Island horse riders are speaking out in support of a police safety campaign that highlights the vulnerability of horses and riders on the road.

Western Isles police recently issued a warning urging drivers to be aware of horses, after concern from local riders about cars passing their animals too close and too fast.

Now island riders have explained their fear for their own safety – and that of other road users – with impatient drivers who don’t understand horse behaviour.

Gayle Taylor, a committee member of Lewis and Harris Riding Club, told this week (Monday September 24th): “Horses are flight animals – their instinct is to run or spook – and they can’t see behind them, so when a car gets too close and is revving, trying to pass, there’s a real danger the horse could kick back, injuring itself and the rider and damaging your car.

“People seem to want to hurry past and tend to get too close behind while they’re waiting. It’s inconsiderate and uneducated – don’t forget that it was horses and carts that paved the way for roads to be laid on the islands.”

Horses and their riders are considered to be vulnerable road users - as are cyclists and pedestrians - and police say that should be taken into account if passing them.

Western Isles area commander Chief Inspector Ian Graham said: "Horse riders have every right to be on the road and should be able to travel safely.

"I would encourage drivers to slow down to a maximum of 15 mph and leave at least a cars' width between their vehicle and the horse if possible.”

That’s a view which is shared by Gayle, who said: “If I had to give three basic pieces of advice, I would say slow down, give plenty space and take the time to allow everyone to be safe. It’s barely two minutes out of your day.

“We don’t have many bridleways so we have no choice but to use the main road, at least some of the time, as we go from place to place. I know some people say they slowed down and nobody said thank you, but don’t forget that if the horse is excited we can’t take a hand off the reins to wave.

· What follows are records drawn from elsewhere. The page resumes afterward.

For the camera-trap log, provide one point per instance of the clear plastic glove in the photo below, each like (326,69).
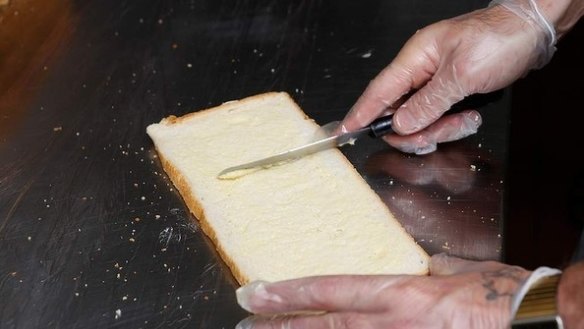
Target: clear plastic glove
(458,294)
(441,64)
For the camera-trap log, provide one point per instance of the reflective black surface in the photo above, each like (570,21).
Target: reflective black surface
(92,233)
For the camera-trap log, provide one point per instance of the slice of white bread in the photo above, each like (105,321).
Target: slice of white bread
(312,216)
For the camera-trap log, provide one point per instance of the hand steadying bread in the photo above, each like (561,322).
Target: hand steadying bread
(312,216)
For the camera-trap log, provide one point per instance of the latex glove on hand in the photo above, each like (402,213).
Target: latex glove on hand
(458,294)
(441,64)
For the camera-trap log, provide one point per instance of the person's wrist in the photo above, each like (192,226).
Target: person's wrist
(570,300)
(562,14)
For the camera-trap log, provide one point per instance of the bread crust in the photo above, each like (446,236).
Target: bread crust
(186,192)
(197,210)
(191,199)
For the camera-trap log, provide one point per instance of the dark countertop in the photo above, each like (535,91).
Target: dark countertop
(93,235)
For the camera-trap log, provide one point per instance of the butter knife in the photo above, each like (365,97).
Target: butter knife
(375,129)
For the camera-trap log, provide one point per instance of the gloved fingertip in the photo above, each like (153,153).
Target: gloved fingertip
(405,123)
(473,122)
(246,323)
(255,294)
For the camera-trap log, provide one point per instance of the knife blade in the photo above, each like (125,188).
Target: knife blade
(375,129)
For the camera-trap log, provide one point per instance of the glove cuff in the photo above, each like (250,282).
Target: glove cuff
(530,13)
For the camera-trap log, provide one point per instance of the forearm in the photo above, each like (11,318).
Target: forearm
(571,296)
(562,14)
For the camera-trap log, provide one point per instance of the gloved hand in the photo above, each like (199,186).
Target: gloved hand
(441,64)
(459,294)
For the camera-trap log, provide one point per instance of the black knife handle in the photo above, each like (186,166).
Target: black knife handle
(381,126)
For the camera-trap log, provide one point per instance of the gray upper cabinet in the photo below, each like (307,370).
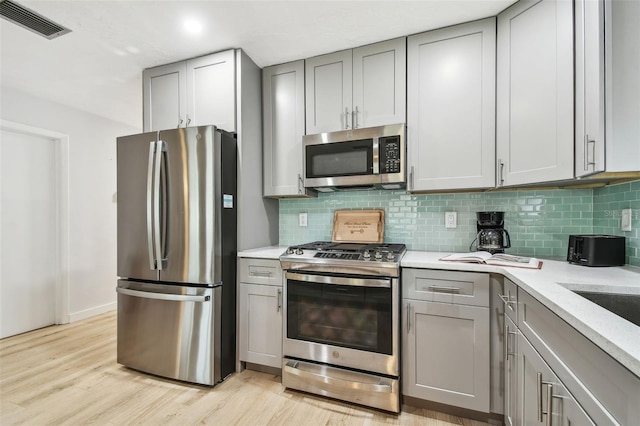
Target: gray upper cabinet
(535,97)
(607,93)
(165,96)
(200,91)
(283,127)
(451,107)
(362,87)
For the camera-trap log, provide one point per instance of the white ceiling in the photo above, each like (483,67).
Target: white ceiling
(98,66)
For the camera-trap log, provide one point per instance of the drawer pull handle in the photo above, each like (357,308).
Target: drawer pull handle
(506,299)
(549,398)
(448,290)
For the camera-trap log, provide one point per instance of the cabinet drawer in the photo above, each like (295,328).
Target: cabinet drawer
(607,391)
(260,271)
(446,354)
(465,288)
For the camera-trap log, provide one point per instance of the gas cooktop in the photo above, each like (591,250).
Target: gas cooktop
(369,259)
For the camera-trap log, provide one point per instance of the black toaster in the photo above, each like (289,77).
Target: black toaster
(596,250)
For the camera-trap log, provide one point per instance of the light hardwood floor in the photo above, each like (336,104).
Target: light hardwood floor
(68,375)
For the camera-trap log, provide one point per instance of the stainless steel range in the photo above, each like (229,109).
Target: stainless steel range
(342,325)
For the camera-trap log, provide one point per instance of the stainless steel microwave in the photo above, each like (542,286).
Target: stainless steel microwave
(373,157)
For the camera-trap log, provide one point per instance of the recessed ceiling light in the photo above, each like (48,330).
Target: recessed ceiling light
(193,26)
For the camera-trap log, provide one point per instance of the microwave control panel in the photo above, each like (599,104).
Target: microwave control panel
(389,148)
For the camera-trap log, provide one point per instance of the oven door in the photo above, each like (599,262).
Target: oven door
(348,321)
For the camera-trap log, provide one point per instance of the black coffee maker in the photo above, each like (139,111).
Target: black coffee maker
(492,236)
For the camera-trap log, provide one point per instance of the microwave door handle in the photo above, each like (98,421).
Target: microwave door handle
(376,156)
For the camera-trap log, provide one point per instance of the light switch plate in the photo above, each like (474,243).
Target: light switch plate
(450,219)
(302,219)
(625,220)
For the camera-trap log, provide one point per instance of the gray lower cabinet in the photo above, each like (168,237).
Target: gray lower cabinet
(544,398)
(511,414)
(260,312)
(446,338)
(558,367)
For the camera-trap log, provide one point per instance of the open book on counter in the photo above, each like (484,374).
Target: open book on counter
(499,259)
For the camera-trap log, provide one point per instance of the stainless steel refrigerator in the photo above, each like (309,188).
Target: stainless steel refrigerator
(177,253)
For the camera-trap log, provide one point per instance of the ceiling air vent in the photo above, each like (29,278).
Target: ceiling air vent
(30,20)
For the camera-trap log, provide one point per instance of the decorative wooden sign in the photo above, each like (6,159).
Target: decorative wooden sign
(358,226)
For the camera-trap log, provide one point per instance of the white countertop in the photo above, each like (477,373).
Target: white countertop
(271,252)
(550,285)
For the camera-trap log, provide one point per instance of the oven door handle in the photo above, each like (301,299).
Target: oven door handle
(353,281)
(293,367)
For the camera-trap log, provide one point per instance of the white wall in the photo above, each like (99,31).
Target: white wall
(92,185)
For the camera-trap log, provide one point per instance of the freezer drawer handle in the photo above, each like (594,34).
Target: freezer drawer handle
(294,367)
(163,296)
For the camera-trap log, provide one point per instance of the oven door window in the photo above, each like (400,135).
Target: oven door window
(352,158)
(348,316)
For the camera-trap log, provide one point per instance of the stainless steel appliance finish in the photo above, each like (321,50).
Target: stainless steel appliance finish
(373,157)
(156,325)
(177,253)
(345,258)
(360,388)
(342,323)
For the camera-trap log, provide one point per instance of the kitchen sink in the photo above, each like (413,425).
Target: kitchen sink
(626,306)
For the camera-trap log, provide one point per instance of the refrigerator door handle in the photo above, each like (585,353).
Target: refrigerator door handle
(163,296)
(150,186)
(156,204)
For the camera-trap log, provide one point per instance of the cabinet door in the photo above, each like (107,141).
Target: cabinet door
(535,92)
(379,84)
(165,97)
(283,118)
(328,92)
(622,85)
(590,95)
(260,324)
(211,91)
(446,354)
(451,107)
(543,394)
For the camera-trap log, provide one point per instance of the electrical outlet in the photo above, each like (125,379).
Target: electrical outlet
(302,219)
(450,219)
(625,220)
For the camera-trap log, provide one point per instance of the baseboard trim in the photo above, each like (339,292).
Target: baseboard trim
(91,312)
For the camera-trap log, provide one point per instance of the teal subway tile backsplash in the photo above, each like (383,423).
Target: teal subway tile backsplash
(539,222)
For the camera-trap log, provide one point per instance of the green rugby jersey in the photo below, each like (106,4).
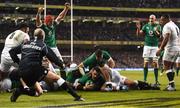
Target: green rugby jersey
(151,38)
(92,62)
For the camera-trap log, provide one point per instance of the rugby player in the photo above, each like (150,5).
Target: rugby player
(98,58)
(31,69)
(14,39)
(49,27)
(171,47)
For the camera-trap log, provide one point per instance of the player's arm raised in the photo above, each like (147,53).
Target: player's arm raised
(63,13)
(111,63)
(139,32)
(38,17)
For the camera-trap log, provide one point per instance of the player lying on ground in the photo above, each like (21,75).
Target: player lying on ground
(94,81)
(31,69)
(98,58)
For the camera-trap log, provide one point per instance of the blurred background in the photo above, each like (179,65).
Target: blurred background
(108,23)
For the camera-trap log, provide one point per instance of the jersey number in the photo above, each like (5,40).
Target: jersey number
(12,35)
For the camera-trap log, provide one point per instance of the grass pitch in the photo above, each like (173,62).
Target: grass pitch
(130,99)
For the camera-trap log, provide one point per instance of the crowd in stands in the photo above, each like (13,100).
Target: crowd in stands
(109,3)
(90,30)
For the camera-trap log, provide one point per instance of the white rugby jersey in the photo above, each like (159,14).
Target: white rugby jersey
(174,41)
(14,39)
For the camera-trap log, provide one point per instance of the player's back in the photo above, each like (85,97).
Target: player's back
(14,39)
(174,31)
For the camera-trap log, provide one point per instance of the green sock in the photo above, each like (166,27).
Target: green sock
(145,73)
(156,74)
(177,71)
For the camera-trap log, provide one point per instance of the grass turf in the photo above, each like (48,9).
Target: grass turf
(132,98)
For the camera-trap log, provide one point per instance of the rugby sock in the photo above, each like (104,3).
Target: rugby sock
(29,92)
(63,74)
(69,89)
(170,76)
(177,71)
(61,82)
(156,74)
(145,73)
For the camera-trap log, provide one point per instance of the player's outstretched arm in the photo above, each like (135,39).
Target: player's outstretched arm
(63,13)
(139,32)
(38,17)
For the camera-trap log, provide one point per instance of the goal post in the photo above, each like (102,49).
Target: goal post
(71,45)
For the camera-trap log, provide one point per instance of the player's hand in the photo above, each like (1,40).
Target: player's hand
(158,52)
(40,9)
(67,5)
(45,63)
(138,25)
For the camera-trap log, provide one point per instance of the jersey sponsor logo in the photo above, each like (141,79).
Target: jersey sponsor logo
(33,47)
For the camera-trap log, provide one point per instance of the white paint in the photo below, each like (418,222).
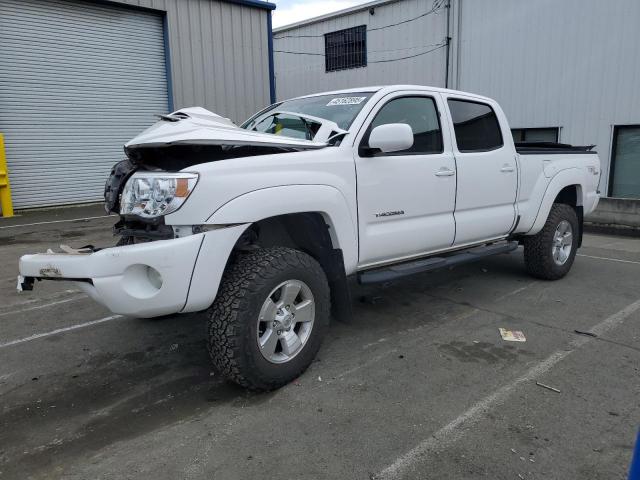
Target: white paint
(607,258)
(56,221)
(452,431)
(60,330)
(402,205)
(38,307)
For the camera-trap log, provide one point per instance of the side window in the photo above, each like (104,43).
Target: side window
(422,116)
(476,126)
(288,126)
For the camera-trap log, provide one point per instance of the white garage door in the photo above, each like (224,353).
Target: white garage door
(77,80)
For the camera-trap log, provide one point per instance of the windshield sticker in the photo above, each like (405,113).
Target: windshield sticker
(346,101)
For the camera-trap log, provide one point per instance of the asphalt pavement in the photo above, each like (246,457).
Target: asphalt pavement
(420,385)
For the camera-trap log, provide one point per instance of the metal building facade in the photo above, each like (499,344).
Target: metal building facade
(302,70)
(219,53)
(79,78)
(573,65)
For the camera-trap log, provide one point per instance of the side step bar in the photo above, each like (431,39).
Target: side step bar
(405,269)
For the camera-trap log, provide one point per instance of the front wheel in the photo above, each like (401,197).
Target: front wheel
(269,317)
(550,253)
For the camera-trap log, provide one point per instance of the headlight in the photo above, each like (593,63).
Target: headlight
(150,194)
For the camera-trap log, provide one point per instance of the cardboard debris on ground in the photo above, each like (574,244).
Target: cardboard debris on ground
(512,335)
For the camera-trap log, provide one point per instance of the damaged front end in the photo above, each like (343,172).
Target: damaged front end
(151,269)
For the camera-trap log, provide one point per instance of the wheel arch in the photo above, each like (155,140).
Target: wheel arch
(566,187)
(319,201)
(317,222)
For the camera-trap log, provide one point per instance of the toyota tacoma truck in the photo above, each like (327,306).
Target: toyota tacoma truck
(261,225)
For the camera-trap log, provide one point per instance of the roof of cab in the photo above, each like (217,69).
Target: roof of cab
(395,88)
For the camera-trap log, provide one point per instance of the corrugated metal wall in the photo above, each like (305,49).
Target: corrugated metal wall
(301,74)
(77,81)
(219,55)
(574,64)
(79,78)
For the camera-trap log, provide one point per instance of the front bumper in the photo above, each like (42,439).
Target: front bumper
(147,279)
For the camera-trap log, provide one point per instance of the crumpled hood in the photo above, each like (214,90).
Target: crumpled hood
(199,126)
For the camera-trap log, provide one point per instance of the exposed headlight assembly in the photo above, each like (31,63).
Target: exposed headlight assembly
(153,194)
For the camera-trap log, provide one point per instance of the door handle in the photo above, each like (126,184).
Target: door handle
(444,172)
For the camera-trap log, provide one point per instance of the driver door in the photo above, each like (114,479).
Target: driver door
(406,199)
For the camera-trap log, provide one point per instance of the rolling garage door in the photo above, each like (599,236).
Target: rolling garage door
(77,80)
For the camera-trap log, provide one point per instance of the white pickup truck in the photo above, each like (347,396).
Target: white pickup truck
(261,225)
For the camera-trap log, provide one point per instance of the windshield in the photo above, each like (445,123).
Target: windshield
(340,108)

"We will wave if we can, or nod as you pass, but we really are thankful – and I certainly wouldn’t be so scared on the roads if you would just slow down.”

Chief inspector Graham said: "We are planning to carry out proactive work on the roads in relation to safe driving around horses in the coming weeks.

"Anyone who is found not to have given sufficient space is putting themselves at risk of being charged with careless or even dangerous driving.”